One of the key questions now is: How much longer will workers and taxpayers in Germany and other relatively more fiscally prudent countries in northern Europe be willing to work into their late 60s to subsidize (via eurozone bailouts and managed defaults) their neighbors in southern Europe so that the latter can retire early in their 50s on generous state-funded pensions and go to the beach?
How many times does it have to be proved that socialism does not work?
Free-market economists – the giants among them, von Mises, Hayek, Milton Friedman – demonstrate in theory that socialist economics cannot work. Their reasoning is not hard to follow, and entirely convincing. We human beings can use our faculty of reason – unique to our species – to save ourselves from having to try out risky ideas in reality. But millions among us want to keep trying out the failed redistributive policies of socialist economics, experimenting with real lives, courting disaster over and over again.

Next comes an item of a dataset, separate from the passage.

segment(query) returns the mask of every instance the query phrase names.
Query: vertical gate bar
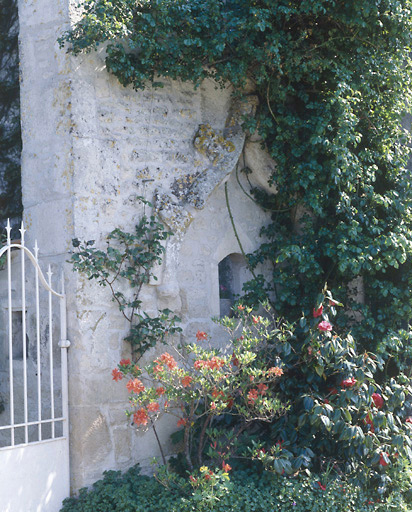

Roberts and Foster grimly point out:
For the U.S., Europe is the ultimate object lesson — a warning of what happens when government is allowed to run wild, with the resulting loss of liberty, and fiscal debt.
An object lesson. A warning. But Obama, his circle of advisers and appointees, and the millions who persist in voting for socialism – aka “stimulus”, “entitlements”, “taxing the rich” – remain obstinately deaf and blind to it.